Politicians in Scotland were kept in the dark over the decision to base the UK's fleet of nuclear-armed submarines at Faslane, a leading historian has claimed ahead of the new launch of a new book which examines Scotland's role in the Cold War.
The UK Government brokered a deal with the United States in 1963 for the sale of the Polaris system - the forerunner to today's Trident nuclear deterrent - which could be fired from a fleet of submarines based on the Clyde.
But the decision to base the missiles at Faslane, which is just 26 miles from Glasgow, has proved intensely controversial in the decades since.
Trevor Royle, an expert in military history, said the decisions about military bases were generally made in Washington, with approval from London, with politicians north of the Border left to find out later.
The historian has completed a new book on Scotland's role in the Cold War, Facing the Bear, and will discuss his findings at the Edinburgh Book Festival tomorrow.
The decision to base the Royal Navy's fleet of nuclear submarines in the west coast of Scotland was ultimately signed off by Harold Macmillan's Tory administration but was taken to satisfy several key demands from the American military establishment.
READ MORE: How many people are employed at the Faslane nuclear base?
"The prime minister Hardol Macmillan begged the Americans to let Britain have the Polaris submarine, and the Americans agreed," Royle told The Times.
"They wanted a base near deep sea lanes, with an international airport nearby, and there was Prestwick - problem solved. There was not much discussion, no Scottish involvement, and by the time Labour politicians found out, it was a done deal."
But Americans plans to make Prestwick its main distribution hub in the event of a war were thwarted after the plans were leaked to the press, prompting official denials in Westminster and Washington.
"They told lies about it, claimed that no development had taken place and no land sold," Royle added.

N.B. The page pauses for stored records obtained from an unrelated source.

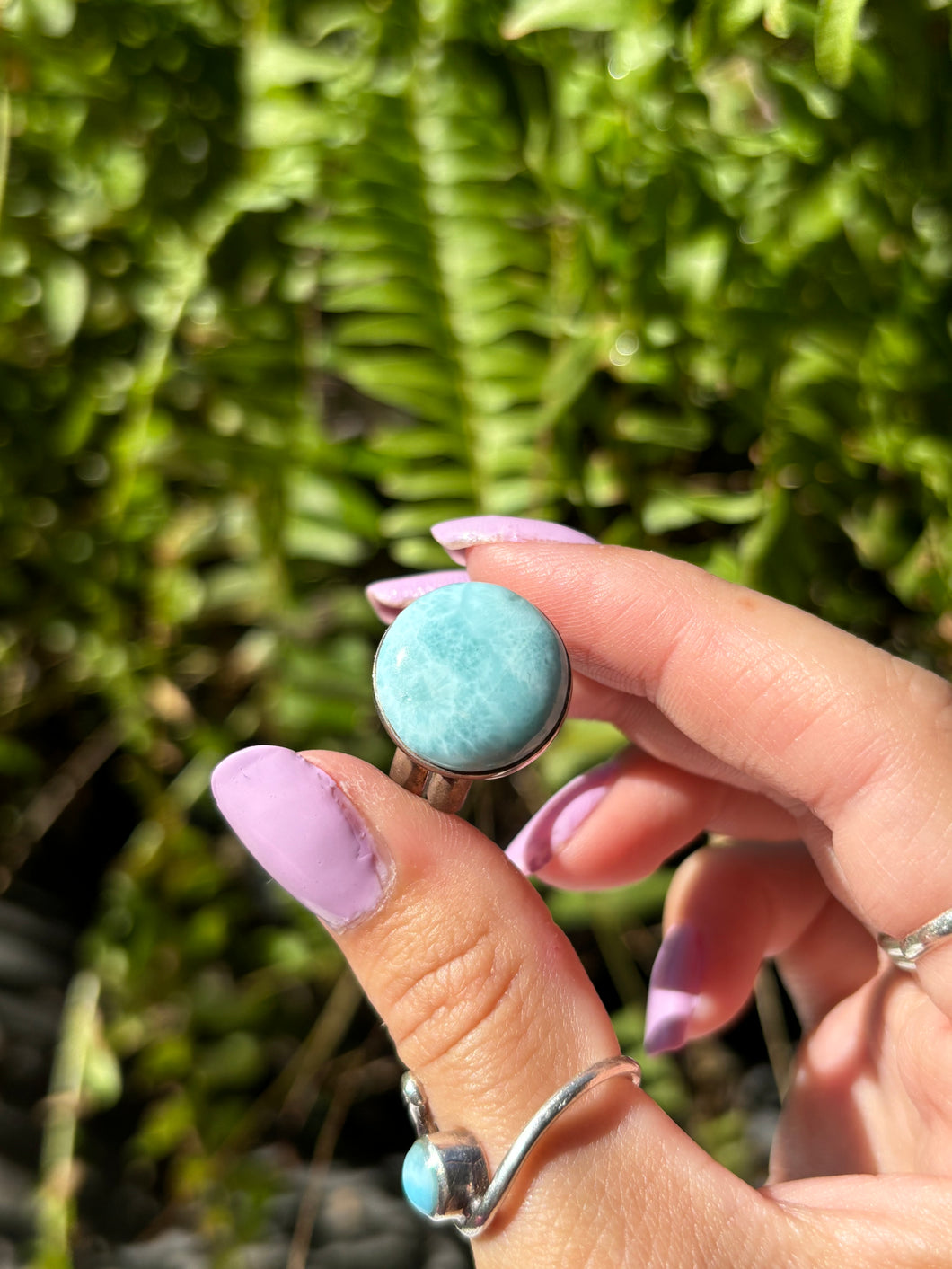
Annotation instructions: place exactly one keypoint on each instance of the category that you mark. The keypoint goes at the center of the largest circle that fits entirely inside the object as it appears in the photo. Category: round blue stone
(420, 1177)
(472, 678)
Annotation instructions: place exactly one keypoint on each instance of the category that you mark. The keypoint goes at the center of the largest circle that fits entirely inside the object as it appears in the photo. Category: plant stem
(57, 1174)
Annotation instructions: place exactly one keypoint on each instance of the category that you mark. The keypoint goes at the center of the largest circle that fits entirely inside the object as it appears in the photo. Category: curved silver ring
(445, 1174)
(905, 952)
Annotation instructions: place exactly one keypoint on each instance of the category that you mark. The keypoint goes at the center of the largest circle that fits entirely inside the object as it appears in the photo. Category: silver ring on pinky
(445, 1174)
(905, 952)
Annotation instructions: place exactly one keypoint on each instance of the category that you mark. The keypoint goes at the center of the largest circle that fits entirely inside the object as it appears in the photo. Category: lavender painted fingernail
(389, 598)
(303, 829)
(456, 537)
(674, 989)
(551, 826)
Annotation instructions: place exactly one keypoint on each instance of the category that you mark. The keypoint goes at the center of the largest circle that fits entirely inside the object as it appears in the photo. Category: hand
(749, 718)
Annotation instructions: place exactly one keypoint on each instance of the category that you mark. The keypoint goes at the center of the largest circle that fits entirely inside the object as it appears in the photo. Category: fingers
(731, 906)
(390, 596)
(620, 821)
(856, 739)
(488, 1004)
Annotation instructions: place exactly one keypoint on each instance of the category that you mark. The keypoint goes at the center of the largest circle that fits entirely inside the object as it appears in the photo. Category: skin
(833, 762)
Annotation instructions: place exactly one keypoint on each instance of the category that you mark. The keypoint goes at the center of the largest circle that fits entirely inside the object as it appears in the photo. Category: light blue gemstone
(420, 1177)
(472, 678)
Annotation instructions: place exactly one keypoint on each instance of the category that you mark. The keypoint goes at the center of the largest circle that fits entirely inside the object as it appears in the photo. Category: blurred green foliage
(285, 283)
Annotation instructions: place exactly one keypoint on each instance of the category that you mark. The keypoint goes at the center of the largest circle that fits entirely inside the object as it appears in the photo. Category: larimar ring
(905, 952)
(472, 682)
(445, 1174)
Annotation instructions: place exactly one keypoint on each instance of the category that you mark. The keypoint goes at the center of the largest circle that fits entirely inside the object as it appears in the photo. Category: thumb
(489, 1005)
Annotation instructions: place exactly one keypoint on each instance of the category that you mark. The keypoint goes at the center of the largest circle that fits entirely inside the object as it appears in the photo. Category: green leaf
(690, 430)
(670, 509)
(834, 39)
(528, 15)
(65, 298)
(777, 18)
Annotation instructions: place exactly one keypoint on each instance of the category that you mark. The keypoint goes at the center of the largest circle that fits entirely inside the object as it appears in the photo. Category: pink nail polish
(674, 989)
(389, 598)
(553, 824)
(301, 827)
(456, 537)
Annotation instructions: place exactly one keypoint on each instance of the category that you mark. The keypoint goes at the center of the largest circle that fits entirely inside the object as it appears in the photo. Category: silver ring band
(445, 1174)
(905, 952)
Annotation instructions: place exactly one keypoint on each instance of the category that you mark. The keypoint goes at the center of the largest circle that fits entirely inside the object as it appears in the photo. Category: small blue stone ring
(472, 682)
(445, 1174)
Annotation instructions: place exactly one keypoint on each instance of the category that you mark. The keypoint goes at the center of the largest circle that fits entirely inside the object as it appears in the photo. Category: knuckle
(443, 998)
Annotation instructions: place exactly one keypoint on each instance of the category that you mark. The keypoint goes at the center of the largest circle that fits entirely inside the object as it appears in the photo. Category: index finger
(856, 737)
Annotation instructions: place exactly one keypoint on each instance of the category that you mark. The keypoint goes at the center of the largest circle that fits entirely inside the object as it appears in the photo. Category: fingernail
(389, 598)
(456, 537)
(553, 824)
(674, 990)
(303, 829)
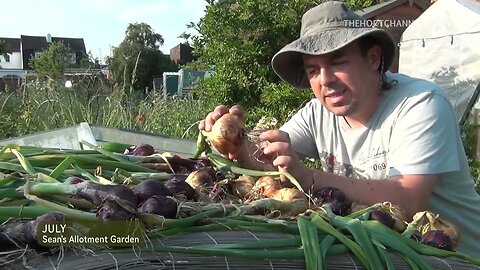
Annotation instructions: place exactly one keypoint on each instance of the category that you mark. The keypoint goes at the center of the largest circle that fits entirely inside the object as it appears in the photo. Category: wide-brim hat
(327, 28)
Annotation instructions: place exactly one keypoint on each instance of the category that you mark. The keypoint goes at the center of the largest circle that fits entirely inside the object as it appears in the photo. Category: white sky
(101, 23)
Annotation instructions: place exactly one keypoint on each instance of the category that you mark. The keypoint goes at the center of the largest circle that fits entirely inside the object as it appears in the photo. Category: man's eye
(311, 71)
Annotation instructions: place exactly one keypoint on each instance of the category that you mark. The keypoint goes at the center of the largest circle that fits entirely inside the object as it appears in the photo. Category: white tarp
(443, 45)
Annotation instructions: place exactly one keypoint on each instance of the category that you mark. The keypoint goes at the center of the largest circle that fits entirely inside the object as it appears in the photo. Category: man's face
(345, 81)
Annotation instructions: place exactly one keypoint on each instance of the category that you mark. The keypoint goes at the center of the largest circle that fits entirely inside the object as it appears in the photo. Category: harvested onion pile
(171, 195)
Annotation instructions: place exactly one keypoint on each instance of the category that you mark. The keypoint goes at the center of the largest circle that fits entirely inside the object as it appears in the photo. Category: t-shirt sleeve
(300, 128)
(424, 137)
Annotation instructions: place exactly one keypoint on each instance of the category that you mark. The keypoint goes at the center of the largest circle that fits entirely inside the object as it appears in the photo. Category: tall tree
(238, 38)
(51, 63)
(138, 59)
(3, 47)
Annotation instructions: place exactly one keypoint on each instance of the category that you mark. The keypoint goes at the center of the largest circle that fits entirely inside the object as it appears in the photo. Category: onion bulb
(428, 221)
(296, 199)
(227, 134)
(200, 179)
(242, 186)
(438, 239)
(266, 185)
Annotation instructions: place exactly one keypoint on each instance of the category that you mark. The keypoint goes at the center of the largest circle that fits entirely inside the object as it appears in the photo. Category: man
(380, 136)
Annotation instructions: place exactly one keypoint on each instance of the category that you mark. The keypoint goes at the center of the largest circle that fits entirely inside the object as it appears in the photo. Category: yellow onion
(227, 134)
(266, 185)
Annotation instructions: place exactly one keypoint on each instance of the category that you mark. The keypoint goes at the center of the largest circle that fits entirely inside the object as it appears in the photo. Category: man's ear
(374, 57)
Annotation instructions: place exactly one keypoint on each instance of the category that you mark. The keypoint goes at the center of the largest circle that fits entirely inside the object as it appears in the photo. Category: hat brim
(288, 63)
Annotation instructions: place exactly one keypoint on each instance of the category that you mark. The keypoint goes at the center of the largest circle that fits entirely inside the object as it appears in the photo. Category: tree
(51, 63)
(237, 39)
(138, 59)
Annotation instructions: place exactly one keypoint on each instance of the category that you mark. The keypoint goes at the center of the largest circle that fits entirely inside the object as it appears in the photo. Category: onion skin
(227, 134)
(141, 150)
(383, 217)
(149, 188)
(160, 205)
(113, 208)
(180, 188)
(200, 180)
(438, 239)
(96, 193)
(266, 185)
(335, 197)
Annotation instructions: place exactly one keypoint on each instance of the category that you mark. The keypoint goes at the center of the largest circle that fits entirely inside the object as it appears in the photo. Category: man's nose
(326, 76)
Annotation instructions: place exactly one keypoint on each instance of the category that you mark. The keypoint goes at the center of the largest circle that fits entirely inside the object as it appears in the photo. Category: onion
(149, 188)
(140, 150)
(383, 217)
(438, 239)
(428, 221)
(242, 186)
(180, 188)
(335, 197)
(160, 205)
(113, 208)
(200, 179)
(329, 194)
(227, 134)
(96, 193)
(266, 185)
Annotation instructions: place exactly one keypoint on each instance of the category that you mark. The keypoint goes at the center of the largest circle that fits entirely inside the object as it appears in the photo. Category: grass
(40, 106)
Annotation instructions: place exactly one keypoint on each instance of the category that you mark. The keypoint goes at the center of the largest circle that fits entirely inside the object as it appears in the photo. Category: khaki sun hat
(327, 28)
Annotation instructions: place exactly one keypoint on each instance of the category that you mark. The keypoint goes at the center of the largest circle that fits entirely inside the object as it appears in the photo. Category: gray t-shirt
(413, 131)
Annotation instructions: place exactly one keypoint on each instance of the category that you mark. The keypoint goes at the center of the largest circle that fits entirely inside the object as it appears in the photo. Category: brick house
(394, 16)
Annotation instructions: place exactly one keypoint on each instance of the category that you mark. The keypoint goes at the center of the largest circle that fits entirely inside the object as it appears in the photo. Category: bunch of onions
(200, 179)
(148, 188)
(295, 202)
(242, 186)
(266, 186)
(436, 231)
(333, 196)
(181, 189)
(160, 205)
(227, 134)
(140, 150)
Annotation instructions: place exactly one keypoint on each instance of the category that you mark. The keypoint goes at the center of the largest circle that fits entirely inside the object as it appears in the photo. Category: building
(182, 54)
(14, 65)
(394, 16)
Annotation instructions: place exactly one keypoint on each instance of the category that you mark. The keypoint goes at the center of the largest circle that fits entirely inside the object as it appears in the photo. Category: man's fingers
(275, 136)
(238, 111)
(277, 149)
(201, 125)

The development of the Polaris system was significant as it moved the UK's nuclear deterrent out to sea, removing the threat of it being targeted in a preemptive strike.
But the decision to base it in Scotland was opposed by anti-nuclear campaigners, who have ran a peace camp in the area ever since, as well as the SNP.
A cornerstone of the SNP's defence policy in an independent Scotland is the removal of all nuclear weapons from the country.
Faslane's history as naval base dates to the Second World War era. It is now the home of the Royal Navy in Scotland.
A 2014 Freedom of Information request found a total of 2,250 non-military employees worked at Faslane, with the FAI estimating the base in turn supports a total of 4,911 jobs across Scotland.